Those Who Sow in Tears
On January 1, 2022, our family began a two-year Bible reading plan through our church. The goal was to be able to read the entire Bible over the course of two years. We sit on the couch as a family, and I read a couple of chapters out loud before bed. We have followed the reading plan as much as possible, but of course, changes in our daily schedule, especially late nights or traveling or not having everyone in the house at the same time, have caused us to get off course. Here we are in July 2024, about seven months behind schedule, but as of this writing, we have only 15 chapters of the book of Psalms left to complete. My new goal (which I am confident of accomplishing) is to finish by (or on) Rayne's 18th birthday. It will be very meaningful to me to know that I have read every word of the Bible out loud to my children.
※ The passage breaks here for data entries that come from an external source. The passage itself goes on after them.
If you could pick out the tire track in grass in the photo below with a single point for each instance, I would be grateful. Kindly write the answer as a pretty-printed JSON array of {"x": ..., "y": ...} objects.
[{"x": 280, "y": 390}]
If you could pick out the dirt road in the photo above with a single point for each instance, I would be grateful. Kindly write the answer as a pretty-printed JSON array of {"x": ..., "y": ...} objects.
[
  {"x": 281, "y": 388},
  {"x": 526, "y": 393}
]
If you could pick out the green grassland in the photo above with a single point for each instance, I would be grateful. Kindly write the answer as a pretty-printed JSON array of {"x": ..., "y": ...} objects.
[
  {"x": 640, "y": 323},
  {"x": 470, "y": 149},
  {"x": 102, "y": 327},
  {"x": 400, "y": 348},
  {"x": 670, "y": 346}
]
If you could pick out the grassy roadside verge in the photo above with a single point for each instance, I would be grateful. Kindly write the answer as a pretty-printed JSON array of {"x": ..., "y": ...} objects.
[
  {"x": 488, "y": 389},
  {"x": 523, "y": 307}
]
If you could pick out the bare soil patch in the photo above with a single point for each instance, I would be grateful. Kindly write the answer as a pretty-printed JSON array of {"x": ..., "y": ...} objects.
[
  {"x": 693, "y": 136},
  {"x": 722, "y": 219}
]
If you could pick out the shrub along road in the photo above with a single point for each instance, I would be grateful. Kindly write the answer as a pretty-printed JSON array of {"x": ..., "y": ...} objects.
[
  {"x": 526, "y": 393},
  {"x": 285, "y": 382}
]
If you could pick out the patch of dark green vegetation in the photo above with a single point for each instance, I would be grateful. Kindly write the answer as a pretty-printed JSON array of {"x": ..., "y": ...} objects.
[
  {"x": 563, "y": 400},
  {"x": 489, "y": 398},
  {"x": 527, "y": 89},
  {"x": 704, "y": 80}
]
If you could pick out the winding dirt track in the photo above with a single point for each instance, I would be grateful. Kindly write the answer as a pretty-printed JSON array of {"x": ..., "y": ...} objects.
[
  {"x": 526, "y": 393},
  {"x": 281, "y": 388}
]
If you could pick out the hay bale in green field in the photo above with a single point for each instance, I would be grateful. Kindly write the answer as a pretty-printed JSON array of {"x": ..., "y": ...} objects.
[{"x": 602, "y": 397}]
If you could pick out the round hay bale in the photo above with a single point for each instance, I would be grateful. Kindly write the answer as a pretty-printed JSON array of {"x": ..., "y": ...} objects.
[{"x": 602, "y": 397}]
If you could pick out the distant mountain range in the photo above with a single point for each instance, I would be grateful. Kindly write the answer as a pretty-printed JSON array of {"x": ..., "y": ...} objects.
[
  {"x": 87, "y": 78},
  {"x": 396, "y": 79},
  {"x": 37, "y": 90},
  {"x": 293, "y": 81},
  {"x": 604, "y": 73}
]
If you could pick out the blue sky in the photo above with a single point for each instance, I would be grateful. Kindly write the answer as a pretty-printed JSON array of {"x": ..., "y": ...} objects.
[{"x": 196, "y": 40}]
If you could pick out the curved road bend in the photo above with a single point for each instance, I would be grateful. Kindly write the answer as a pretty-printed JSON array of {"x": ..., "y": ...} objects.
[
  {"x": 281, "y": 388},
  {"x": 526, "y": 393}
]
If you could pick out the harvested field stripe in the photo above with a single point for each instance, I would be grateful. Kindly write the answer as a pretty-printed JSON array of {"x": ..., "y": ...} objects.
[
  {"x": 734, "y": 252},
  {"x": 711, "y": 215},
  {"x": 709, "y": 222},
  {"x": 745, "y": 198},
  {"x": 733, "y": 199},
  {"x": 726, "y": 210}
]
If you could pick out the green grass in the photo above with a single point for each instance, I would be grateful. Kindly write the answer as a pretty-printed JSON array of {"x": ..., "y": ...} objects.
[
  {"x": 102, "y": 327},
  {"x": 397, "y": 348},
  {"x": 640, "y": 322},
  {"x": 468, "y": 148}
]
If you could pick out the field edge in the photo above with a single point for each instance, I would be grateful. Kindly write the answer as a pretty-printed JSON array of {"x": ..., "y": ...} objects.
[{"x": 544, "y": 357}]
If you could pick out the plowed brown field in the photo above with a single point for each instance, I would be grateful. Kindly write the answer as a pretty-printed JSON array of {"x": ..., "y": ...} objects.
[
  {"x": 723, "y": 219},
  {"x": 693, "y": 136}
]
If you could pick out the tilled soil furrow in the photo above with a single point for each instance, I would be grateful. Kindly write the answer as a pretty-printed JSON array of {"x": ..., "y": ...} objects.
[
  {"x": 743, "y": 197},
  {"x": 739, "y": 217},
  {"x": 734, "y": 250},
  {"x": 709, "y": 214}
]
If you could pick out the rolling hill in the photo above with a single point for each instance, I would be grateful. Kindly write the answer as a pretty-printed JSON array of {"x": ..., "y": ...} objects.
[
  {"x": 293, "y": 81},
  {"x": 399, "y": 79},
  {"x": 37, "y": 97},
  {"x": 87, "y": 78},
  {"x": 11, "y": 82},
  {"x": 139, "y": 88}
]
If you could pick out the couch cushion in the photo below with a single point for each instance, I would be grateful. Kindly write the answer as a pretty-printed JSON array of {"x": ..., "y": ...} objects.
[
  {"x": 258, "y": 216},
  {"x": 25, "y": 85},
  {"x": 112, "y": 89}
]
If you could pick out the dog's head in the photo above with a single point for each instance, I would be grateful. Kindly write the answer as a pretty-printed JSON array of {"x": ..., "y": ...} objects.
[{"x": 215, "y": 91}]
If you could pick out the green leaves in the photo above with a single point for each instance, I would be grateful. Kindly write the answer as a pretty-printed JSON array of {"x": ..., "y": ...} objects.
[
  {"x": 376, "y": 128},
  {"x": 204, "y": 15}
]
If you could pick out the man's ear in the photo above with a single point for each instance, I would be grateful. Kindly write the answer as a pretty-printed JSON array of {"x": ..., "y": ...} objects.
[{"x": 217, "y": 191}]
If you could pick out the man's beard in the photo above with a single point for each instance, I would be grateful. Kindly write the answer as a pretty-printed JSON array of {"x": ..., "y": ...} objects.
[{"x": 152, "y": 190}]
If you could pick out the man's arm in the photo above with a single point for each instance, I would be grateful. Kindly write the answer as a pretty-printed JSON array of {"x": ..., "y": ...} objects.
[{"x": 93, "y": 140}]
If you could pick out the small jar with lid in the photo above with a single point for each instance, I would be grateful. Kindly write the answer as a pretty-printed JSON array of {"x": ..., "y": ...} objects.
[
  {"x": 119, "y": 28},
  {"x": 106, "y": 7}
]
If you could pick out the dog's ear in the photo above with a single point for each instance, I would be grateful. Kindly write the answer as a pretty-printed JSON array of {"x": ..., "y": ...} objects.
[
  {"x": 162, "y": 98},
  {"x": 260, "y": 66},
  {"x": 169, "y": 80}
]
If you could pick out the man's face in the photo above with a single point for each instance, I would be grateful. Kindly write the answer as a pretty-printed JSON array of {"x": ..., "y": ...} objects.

Today's verse comes from a recent family reading, and it has a lot of meaning for me. The thing that really comes to mind the most for me is the idea of being a parent. There is no doubt that I have sown in tears MANY times as Angie and I have raised these kids, and I am not ashamed to admit that I have shed tears almost every single day for most of the past year and a half. The majority of those tears have been crying out to God to provide and protect, tears shed for the love of my family, and tears of sorrow for my many mistakes, but my favorite are the tears of joy.
I am far from perfect, especially as a parent, but I know for a fact that there is no person who could ever love my family more than I do. As we prepare for Rayne to move out of this house soon and to begin his adult life in college, I am already shedding tears at the thought of a more quiet house and not hearing the almost constant drumming. As often as we have to remind Rayne to close his bedroom door, I never would have thought that I could miss hearing those drumsticks like I know I will. I can only pray that the good we have sown into him will produce more plentifully than any mistakes I have sown.
Of course, Carrie will still be with us a few more years, and I look forward to spending more time with her as an "only child," even though I know that she is not looking forward to all that extra attention! But the thing that I am trying to look forward to in our next phase of life are the shouts of joy as we watch our children grow into the amazing adults that I know they are ready to become.
One thing, in particular, that I am looking forward to is the first day that we have all three kids together again under our roof. I may literally shout for joy on that day! If nothing else, I know that I will be praising God for bringing my family back together, especially as I go out for my walk in God's woods.
Heavenly Father, thank you for the gift of watching my children grow. I know that we have experienced some difficult times when raising our kids, but I look forward to seeing the beautiful work that you have done with what Angie and I have sown. Thank you for loving me, and thank you for loving my family more than I ever can. In the loving name of Jesus I pray, Amen.